Mental health experts say this lack of transparency is dangerous. When celebrities hide their procedures and medications, regular people blame themselves for not achieving impossible standards. At least Williams is being real about what it actually takes.

Why Athletes Using GLP-1s Changes Everything

The stereotype of GLP-1 users is lazy people looking for a shortcut. Williams obliterates that narrative. She knows what hard work looks like — she's dedicated her entire life to physical excellence. Her using Zepbound isn't about avoiding effort; it's about recognizing when effort alone isn't enough.

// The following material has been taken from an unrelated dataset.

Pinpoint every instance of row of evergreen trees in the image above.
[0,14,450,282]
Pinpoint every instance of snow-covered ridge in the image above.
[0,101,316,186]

"Sometimes you need help," she told Vogue. "Your story is your story, and it's okay to make that choice."

This reframes the entire conversation. If Serena Williams needs pharmaceutical help to manage her weight, maybe we can stop shaming Karen from accounting for doing the same thing.

The Bigger Picture

Williams joins a growing list of female celebrities getting honest about postpartum body struggles. Meghan Trainor talked about her breasts being "purely empty" after breastfeeding and weight loss. Rugby champion Ilona Maher has become a body-positive icon by celebrating her athletic build and refusing to apologize for being strong.

These conversations matter because they're pushing back against the impossible standards women face. You're supposed to bounce back immediately after pregnancy, but not too fast or you're "obsessed." You should love your body at any size, but also constantly try to change it. You should be natural, but also flawless.

"Weight loss should never really change your self image," Williams said.

Williams is threading this needle by saying essentially: I loved my body before, I'm choosing to change it now, and both of those things can be true simultaneously.